The proverb – which also conveys how a sense of how perseverance can bring personal achievement – was being put to work in the media again last week to describe the ambitions of a relatively small real estate firm called Sanxun Holdings.
Like the metaphorical carp, the Anhui-based company has been swimming upstream in submitting four separate applications to IPO on the Hong Kong Stock Exchange since October 2019.
On the previous three occasions, Sanxun let its application lapse, most recently in October last year. But last month it was back again with a new prospectus and updated 2020 financials.
Phoenix News says it’s easy to understand why companies like Sanxun are keen to float in Hong Kong: the capital-raising opportunity in mainland China has been unfavourable to real estate firms for some time, especially for stock fundraisings (see WiC539). And while tier-one property developers like Vanke can raise debt finance at costs in the range of 3% to 5% mark, the interest rate is 10%-plus for smaller developers like Sanxun. That’s why Phoenix News reckons a Hong Kong IPO will provide a fresh source of capital and also a new platform for the company to grow – or a “dragon’s door to soar”.
But Sanxun needs to hurry up as the listing rules in the city are changing at the beginning of July (hence the sudden reactivation of its IPO plans).
Earlier this year, new procedures were flagged that create a clearer distinction between Hong Kong’s main board and its smaller Growth Enterprise Market (GEM).
In particular, minimum net profit requirements for applicant companies have been increased for the main board.
In the interim period, the exchange has acknowledged that a number of smaller companies have struggled to meet their growth forecasts after achieving their market debuts on the bourse.
The suspicion is that some of the forecasts had been reverse-engineered to meet the exchange’s market capitalisation requirements.
In Sanxun’s case there has been a benefit from waiting until now to sell shares in Hong Kong. The company has been able to report a meaningful lift in revenues and profits over the past three years. The former have risen from Rmb723 million ($112 million) in 2018 to Rmb3.95 billion in 2020, while net profit has increased from Rmb45 million to Rmb367.7 million.

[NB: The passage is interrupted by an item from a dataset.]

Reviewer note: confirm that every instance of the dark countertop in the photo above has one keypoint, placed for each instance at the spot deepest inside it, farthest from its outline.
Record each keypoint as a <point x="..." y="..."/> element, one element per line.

Sanxun is an older-style, family-run property developer. Founder Qian Kun, his wife and his father own 95% of the shares between them. It recently moved its headquarters to Shanghai but is still very much a developer with a focus on third and fourth-tier city projects, with much of its business concentrated in Bozhou and Chuzhou in Anhui province.
Sanxun’s timing also seems fortuitous: there has been decent sales momentum across the market as a whole, with a major jump in activity on similar periods last year, when China was first battling Covid-19. House prices are also improving in month-on-month terms in most markets. China Index Academy recently reported that home values rose 0.23% in April across the 100 cities that it tracks, following a 0.2% increase in March. It also told Reuters that tighter restrictions on home purchases in tier-one and tier-two cities mean that some of the demand is flowing into tier-three and tier-four locations – another good signal for Sanxun.
There are a few clouds on the horizon though: this week the Ministry of Finance said it met with the Housing Ministry and the State Taxation Administration to talk about a pilot scheme for implementing a new real estate tax. But if the market momentum keeps moving in Sanxun’s direction, maybe it will get through the ‘dragon’s gate’ at the fourth try.